A CD is constructed of polycarbonate plastic that is 1.2 millimetres thick (0.047 mm) and weighs 14″33 grams. The center spindle hole (15 mm), the first-transition region (clamping ring), the clamping area (stacking ring), the second-transition area (mirror band), the program (data) area, and the rim are the components from the center outward. The radius of the inner program area ranges from 25 to 58 mm.
The surface is coated with a small layer of aluminum or, more rarely, gold to make it reflective. A film of lacquer is generally spin coated directly on the reflective layer to preserve the metal. Screen printing or offset printing is used to print the label on the lacquer layer.

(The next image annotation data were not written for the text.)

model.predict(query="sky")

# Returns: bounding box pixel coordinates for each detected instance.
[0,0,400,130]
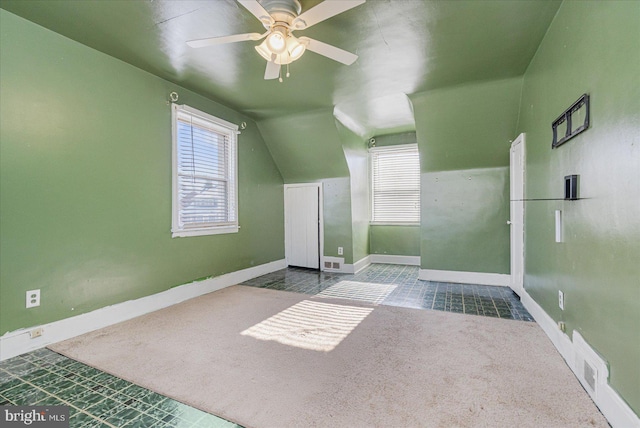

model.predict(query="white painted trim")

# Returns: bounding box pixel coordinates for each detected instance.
[521,289,640,428]
[0,259,287,361]
[353,256,371,273]
[508,132,527,296]
[418,269,511,287]
[369,254,420,266]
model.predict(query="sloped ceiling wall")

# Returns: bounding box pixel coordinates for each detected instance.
[258,109,349,183]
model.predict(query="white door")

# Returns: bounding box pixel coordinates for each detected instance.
[284,183,320,269]
[508,134,525,296]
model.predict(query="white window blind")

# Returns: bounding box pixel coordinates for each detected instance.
[369,144,420,224]
[172,104,238,237]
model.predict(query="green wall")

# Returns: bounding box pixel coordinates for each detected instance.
[370,225,420,256]
[258,109,361,264]
[0,10,284,334]
[411,78,522,274]
[336,120,369,263]
[519,1,640,414]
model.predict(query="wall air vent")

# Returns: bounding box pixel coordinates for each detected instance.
[573,330,609,401]
[582,360,598,392]
[322,256,344,272]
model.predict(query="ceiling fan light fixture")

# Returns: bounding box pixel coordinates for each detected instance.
[265,30,287,54]
[256,40,273,61]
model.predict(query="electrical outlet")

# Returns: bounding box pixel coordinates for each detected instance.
[558,290,564,311]
[27,289,40,308]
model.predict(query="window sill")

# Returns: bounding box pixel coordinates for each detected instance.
[171,226,240,238]
[369,221,420,226]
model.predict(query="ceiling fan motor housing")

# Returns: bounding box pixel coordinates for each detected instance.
[260,0,302,24]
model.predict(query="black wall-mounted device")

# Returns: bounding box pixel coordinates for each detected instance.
[564,175,578,201]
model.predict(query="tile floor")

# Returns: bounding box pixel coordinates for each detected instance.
[243,264,533,321]
[0,349,239,428]
[0,264,533,428]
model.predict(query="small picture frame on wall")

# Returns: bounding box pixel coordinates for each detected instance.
[551,94,589,149]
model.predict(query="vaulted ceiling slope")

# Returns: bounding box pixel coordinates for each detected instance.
[0,0,561,135]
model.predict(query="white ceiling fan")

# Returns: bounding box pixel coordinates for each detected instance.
[187,0,366,82]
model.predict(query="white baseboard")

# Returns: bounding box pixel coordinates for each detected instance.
[369,254,420,266]
[520,290,640,428]
[418,269,511,287]
[0,260,287,361]
[353,256,371,273]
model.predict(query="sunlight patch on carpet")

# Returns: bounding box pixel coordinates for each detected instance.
[316,281,396,305]
[240,300,373,352]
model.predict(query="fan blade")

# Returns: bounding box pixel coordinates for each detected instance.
[298,37,358,65]
[291,0,366,30]
[264,61,280,80]
[238,0,274,28]
[187,32,269,48]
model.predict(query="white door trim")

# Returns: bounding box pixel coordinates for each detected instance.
[509,133,526,296]
[284,183,324,270]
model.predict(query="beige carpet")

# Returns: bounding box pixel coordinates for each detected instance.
[50,286,608,427]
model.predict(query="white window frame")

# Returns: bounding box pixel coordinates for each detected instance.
[369,144,421,226]
[171,104,240,238]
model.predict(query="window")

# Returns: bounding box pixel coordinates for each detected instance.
[171,104,238,238]
[369,144,420,224]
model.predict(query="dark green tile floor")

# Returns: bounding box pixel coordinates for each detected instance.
[243,264,533,321]
[0,349,239,428]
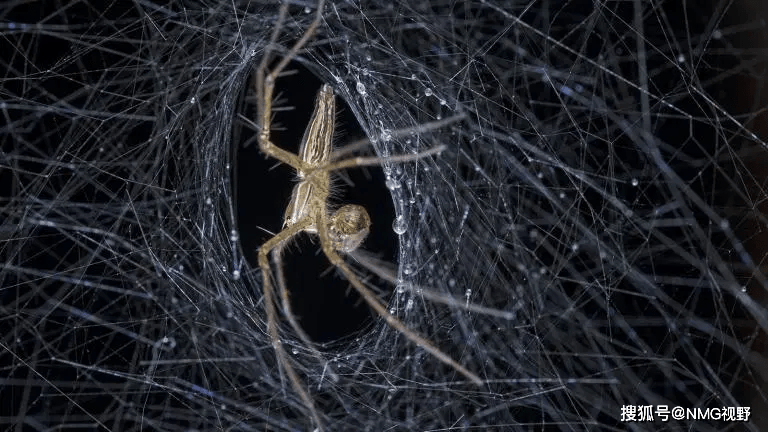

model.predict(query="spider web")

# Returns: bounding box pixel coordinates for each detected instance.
[0,0,768,431]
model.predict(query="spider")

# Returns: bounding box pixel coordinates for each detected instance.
[255,0,482,429]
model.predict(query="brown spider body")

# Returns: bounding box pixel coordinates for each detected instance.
[255,0,482,429]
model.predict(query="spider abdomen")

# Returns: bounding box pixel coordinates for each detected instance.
[328,204,371,253]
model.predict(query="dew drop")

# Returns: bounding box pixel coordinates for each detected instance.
[384,177,400,190]
[392,215,408,235]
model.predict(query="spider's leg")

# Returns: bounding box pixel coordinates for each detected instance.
[259,218,322,430]
[317,145,445,172]
[316,212,483,386]
[256,0,325,170]
[272,243,339,382]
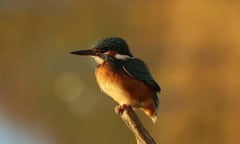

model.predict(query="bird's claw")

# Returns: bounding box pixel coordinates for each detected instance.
[115,104,128,115]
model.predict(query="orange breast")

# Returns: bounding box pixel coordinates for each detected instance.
[95,62,155,113]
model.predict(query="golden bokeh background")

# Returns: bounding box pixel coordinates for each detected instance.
[0,0,240,144]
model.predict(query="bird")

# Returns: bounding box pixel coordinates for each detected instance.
[70,37,161,123]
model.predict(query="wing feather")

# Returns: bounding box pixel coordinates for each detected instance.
[123,58,161,92]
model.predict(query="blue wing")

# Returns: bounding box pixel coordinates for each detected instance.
[123,58,161,107]
[123,58,161,92]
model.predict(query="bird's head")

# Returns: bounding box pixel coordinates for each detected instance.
[71,37,132,63]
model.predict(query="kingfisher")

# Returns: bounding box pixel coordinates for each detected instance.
[71,37,161,123]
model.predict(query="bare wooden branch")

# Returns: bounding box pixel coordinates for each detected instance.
[115,106,156,144]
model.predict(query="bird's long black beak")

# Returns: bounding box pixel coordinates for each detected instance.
[70,49,96,56]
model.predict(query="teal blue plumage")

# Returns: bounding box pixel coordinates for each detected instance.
[123,58,161,107]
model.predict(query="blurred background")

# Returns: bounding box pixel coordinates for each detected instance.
[0,0,240,144]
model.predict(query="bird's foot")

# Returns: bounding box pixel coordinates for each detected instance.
[115,104,129,115]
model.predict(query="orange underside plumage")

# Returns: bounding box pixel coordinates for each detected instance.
[95,62,156,118]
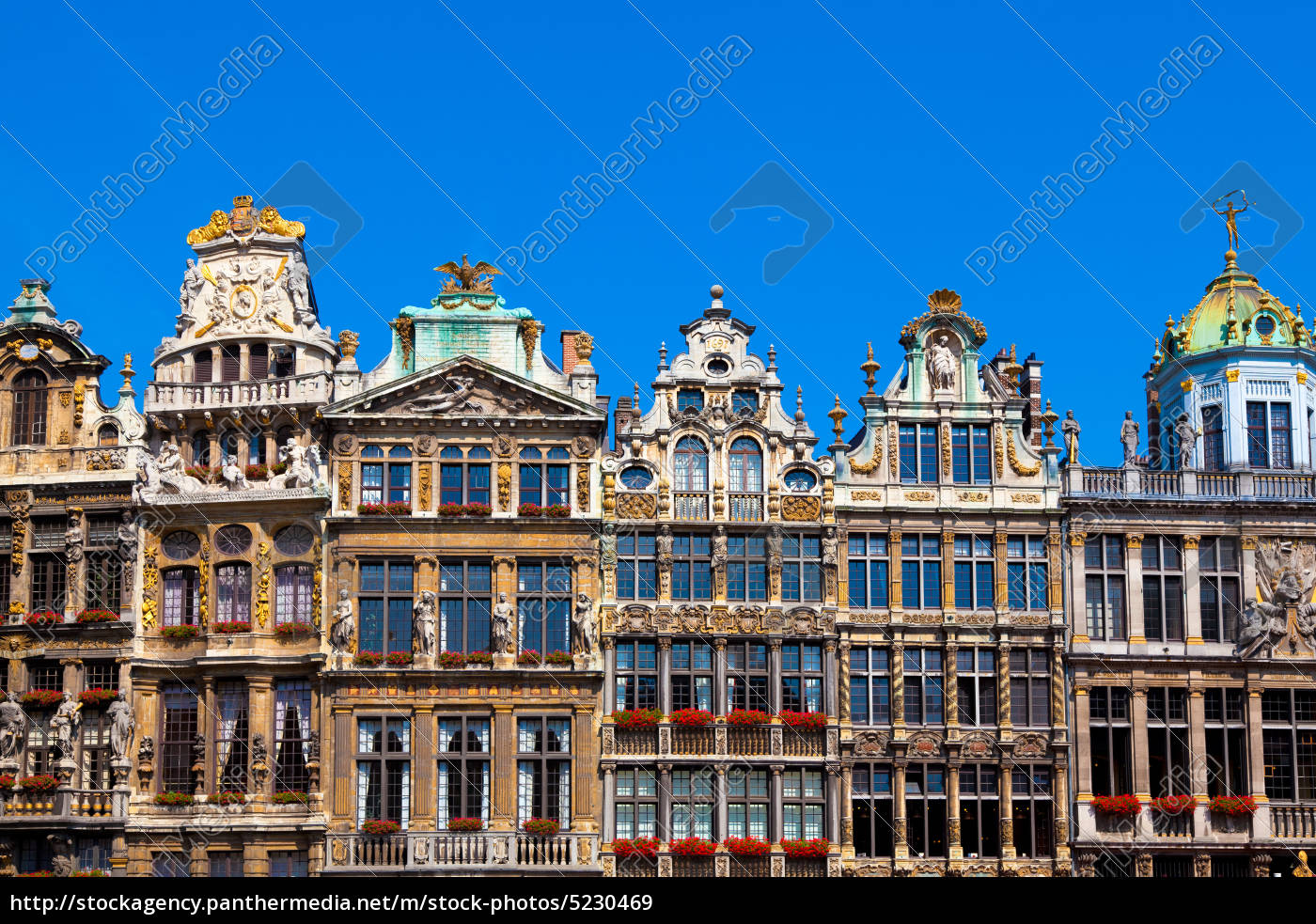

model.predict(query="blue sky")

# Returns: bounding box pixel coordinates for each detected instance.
[0,0,1316,463]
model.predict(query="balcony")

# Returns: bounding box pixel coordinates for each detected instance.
[323,831,603,875]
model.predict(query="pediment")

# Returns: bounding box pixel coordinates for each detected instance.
[323,356,604,418]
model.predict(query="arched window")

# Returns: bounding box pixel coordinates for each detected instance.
[672,437,708,491]
[10,368,47,446]
[728,437,763,493]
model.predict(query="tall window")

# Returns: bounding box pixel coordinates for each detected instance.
[438,717,493,831]
[9,368,50,446]
[848,533,891,609]
[950,425,991,484]
[1089,687,1133,795]
[516,561,572,653]
[901,533,941,609]
[161,683,196,792]
[358,561,415,658]
[439,561,494,653]
[1198,536,1240,641]
[850,645,891,726]
[955,536,996,609]
[356,717,411,828]
[516,719,572,831]
[438,446,490,504]
[1083,536,1128,640]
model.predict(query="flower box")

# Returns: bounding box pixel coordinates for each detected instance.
[612,838,662,859]
[1092,795,1142,816]
[667,710,713,728]
[727,710,773,726]
[667,838,717,857]
[361,819,402,835]
[1152,795,1198,815]
[782,838,832,859]
[19,690,65,710]
[777,710,826,730]
[521,819,562,838]
[1207,796,1257,815]
[19,773,59,792]
[78,687,118,710]
[723,838,773,857]
[73,609,118,625]
[612,710,662,728]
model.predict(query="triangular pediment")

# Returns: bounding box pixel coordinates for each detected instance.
[322,355,606,420]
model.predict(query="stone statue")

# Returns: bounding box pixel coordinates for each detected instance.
[1060,411,1083,464]
[105,694,137,760]
[1120,411,1139,469]
[928,335,955,391]
[1174,414,1200,469]
[412,591,434,657]
[572,592,593,654]
[490,592,512,654]
[329,589,356,654]
[0,693,27,760]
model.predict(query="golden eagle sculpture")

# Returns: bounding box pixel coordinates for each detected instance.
[434,254,503,295]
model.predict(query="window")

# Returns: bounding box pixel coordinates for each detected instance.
[516,561,572,653]
[618,532,658,601]
[904,648,947,726]
[161,568,200,625]
[438,717,491,831]
[848,533,891,609]
[960,763,1000,859]
[727,641,771,713]
[439,561,494,653]
[667,767,716,841]
[356,717,411,829]
[671,640,713,713]
[950,424,991,484]
[161,683,197,792]
[1083,536,1128,640]
[1201,404,1225,471]
[850,645,891,726]
[850,763,895,857]
[1198,536,1240,641]
[899,424,937,484]
[1148,687,1192,799]
[1006,536,1046,609]
[9,368,50,446]
[1142,536,1183,641]
[727,536,767,601]
[782,769,826,839]
[1261,690,1316,802]
[901,533,941,609]
[1010,763,1054,857]
[358,561,415,658]
[782,642,822,713]
[905,763,947,857]
[516,719,572,831]
[1203,687,1250,796]
[615,767,658,838]
[274,681,310,792]
[1089,687,1133,795]
[438,446,490,504]
[955,645,996,726]
[955,536,996,609]
[214,565,251,622]
[616,642,658,710]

A compact disc’s Pits and Lands under a microscope
CD data is recorded in a spiral track moulded into the top of the polycarbonate layer as small indentations known as pits. Lands are the places in between mines. Each hole is around 100 nm deep, 500 nm broad, and ranges in length from 850 nm to 3.5 m. The pitch (distance between the tracks) is 1.6 meters.
When you play an audio CD, a motor within the player rotates the disc at 1.2″1.4 m/s (constant linear velocity, CLV)”roughly 500 RPM on the inside and 200 RPM on the outer edge. The CD track starts on the inside and spirals outward, slowing the rotation rate of the disc when played from beginning to end.